Is Good Sam going bad?

Long-time readers of this blog know that I am no fan of the suits who run Oregon Health & Science University. If it's not a scandal up there, it's a scam. Can you say "aerial tram"? The atmosphere at the top of  that institution has always seemed pretty unhealthy. And that's what the public finds out about; you can imagine what's under the rug.

Maybe the worst aspect of the place is that they act like a public body when they want to be, but a private company when it suits them better. Their murky legal status dates back to the era when Neil Goldscmidt ran everything in Oregon. And the big, fat, largely unsupervised pot of money up on Pill Hill was his baby, all the way, before everyone found out what kind of guy he was.

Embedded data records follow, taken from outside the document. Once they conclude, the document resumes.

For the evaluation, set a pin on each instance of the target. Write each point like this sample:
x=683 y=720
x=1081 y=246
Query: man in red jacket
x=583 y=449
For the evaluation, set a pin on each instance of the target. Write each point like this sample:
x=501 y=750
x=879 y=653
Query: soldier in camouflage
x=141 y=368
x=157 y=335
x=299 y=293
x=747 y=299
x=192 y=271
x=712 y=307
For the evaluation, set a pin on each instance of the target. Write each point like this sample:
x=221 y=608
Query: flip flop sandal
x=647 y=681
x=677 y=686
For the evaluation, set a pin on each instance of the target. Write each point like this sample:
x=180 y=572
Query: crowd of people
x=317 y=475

One wicked part of the "public" side of OHSU is that state law puts a cap on at least some of its malpractice liability. If you get butchered on an operating table or in an exam room up there, you may not be able to collect your full damages. That gives OHSU an advantage over other, purely private, health care providers.

And so it's not happy news that the OHSU empire is about to expand greatly, as it is about to swallow up the Legacy Health system, which operates all sorts of medical facilities including Emanuel and Good Samaritan Hospitals in Portland. I've been a satisfied Legacy patient for a while now, and I'm not at all looking forward to being pushed into the OHSU system by the planned merger, which was announced late last week.

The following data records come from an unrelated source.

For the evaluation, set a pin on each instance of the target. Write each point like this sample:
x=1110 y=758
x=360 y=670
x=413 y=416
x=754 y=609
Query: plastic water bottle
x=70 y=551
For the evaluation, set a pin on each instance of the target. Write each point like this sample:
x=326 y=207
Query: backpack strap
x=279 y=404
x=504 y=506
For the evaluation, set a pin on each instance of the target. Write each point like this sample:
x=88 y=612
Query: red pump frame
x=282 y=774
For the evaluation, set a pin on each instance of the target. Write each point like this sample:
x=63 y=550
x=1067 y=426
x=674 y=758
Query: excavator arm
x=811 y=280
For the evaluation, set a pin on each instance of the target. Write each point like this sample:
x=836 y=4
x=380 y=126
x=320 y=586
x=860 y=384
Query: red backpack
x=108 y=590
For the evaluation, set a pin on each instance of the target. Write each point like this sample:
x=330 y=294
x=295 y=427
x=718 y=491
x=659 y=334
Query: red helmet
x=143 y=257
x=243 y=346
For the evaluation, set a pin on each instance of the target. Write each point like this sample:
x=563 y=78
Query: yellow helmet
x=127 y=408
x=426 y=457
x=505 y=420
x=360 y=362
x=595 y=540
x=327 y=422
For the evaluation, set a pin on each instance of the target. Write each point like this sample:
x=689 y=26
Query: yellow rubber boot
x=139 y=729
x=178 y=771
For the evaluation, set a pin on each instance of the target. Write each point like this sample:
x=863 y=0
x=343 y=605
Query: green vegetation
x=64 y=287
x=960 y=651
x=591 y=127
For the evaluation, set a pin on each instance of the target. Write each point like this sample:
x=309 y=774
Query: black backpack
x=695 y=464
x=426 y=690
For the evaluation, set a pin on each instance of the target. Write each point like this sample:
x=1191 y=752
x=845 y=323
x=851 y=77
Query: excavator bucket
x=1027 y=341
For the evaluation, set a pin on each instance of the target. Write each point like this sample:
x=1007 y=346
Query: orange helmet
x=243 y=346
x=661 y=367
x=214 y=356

But it's a necessity, we're told, because Legacy is going broke. Geez Louise, how can that be? Given how much the health care industry gets away with charging for everything – $15 for a Tylenol – how can Legacy lose enough money to have to go out of business? It reminds me of Donald Trump bankrupting his casino.

Anyway, pretty soon Portlanders may have one fewer hospital organization to choose from, and the places they used to go for doctors may suddenly have limited malpractice liability. That can't be good for the consumers.

But to whom can you complain? The Oregon Health Authority, notoriously toxic and ineffective itself? Or your representatives in the state legislature? Sure, give Lew Frederick and Tawna Sanchez a call. I'm sure they're right on top of this.

I'll keep watching nervously as the details of the proposed deal unfold. And the next time I see my doctor, I'll ask him what he thinks. But it might be one more reason to get out of Dodge pretty soon, as if there weren't enough reasons already.


  1. The fiscal health of Good Sam and Emanuel should rank as among the most important issues to our community. I’d think the print media would give it more than a passing comment.

  2. Print media is more interested in pronouns and making sure junkies can access enough junk.

  3. There is no "healthcare" business. It is disease treatment. They do not care about your health, only how to treat you with Big Pharma products- that may or may not kill you in the process. Chemo therapy has a 98% failure rate (even if it works for a bit).

    1. Went through Chemo two decades ago. Follow up drugs are expensive. Hopefully, I can look forward to another productive decade or so. Big pharma worked for me.

  4. "Legacy is going broke" and they're not the last ones. The warning sign is on the wall for organizations like Providence, and all institution around town with ever increasing labor expenses. Providence is hemorrhaging money, in the 2nd quarter they lost $345 million, which was better than the $510 million the year prior in the same quarter. They're sitting on only $2 billion in cash and $7 billion in other investments. It's a ticking clock to merger and acquisition. Honestly my biggest concern is that an acquisition will be result in "redundancies" and closing down core hospitals in the area.